Electrically-charged black holes and the Blandford-Znajek mechanism

TL;DR

This paper revisits the properties of electrically charged black holes and the Blandford-Znajek mechanism, showing that previous claims of a 'dead' magnetosphere are incorrect and that black hole charge influences magnetic field behavior.

Contribution

The study clarifies the properties of Wald's charged black hole solutions and demonstrates that electric charge can affect magnetic field lines, challenging prior assumptions about black hole magnetospheres.

Findings

Electrostatic potential drops along magnetic field lines except on the symmetry axis.

Charged black holes attract magnetic field lines back onto the horizon.

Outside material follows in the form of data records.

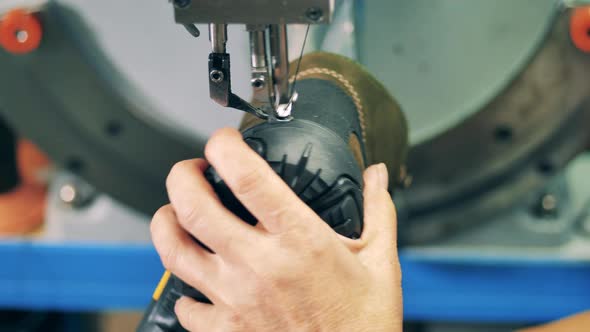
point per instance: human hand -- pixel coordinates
(291, 272)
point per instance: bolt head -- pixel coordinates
(216, 76)
(258, 83)
(181, 4)
(314, 14)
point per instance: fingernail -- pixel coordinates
(383, 176)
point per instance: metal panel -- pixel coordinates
(253, 12)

The Wald charge $q_0$ is an upper limit, not a fixed value.

Abstract

Recently, it was claimed that accretion of electric charge by a black hole rotating in an aligned external magnetic field results in a "dead" vacuum magnetosphere, where the electric field is totally screened, no vacuum breakdown is possible, and the Blandford-Znajek mechanism cannot operate King & Pringle (2021). Here we study in details the properties of the Wald(1974) solution for electrically charged black holes discussed in that paper. Our results show that the claim is erroneous as in the solution with the critical charge $q_0=2aB_0$ there exists a drop of electrostatic potential along all magnetic field lines except the one coinciding with the symmetry axis. It is also found that while uncharged rotating black holes expel external vacuum magnetic field from their event horizon (the Meissner effect), electric charging of black holes pulls the magnetic field lines back on it, resembling what has been observed in some previous force-free, RMHD and PIC simulations of black hole magnetospheres. This suggests that accretion of electric charge may indeed be a feature of the black hole electrodynamics. However, our analysis shows that the value $q_0$ of the BH charge given by Wald is likely to be only an upper limit, and that the actual value depends of the details of the magnetospheric physics.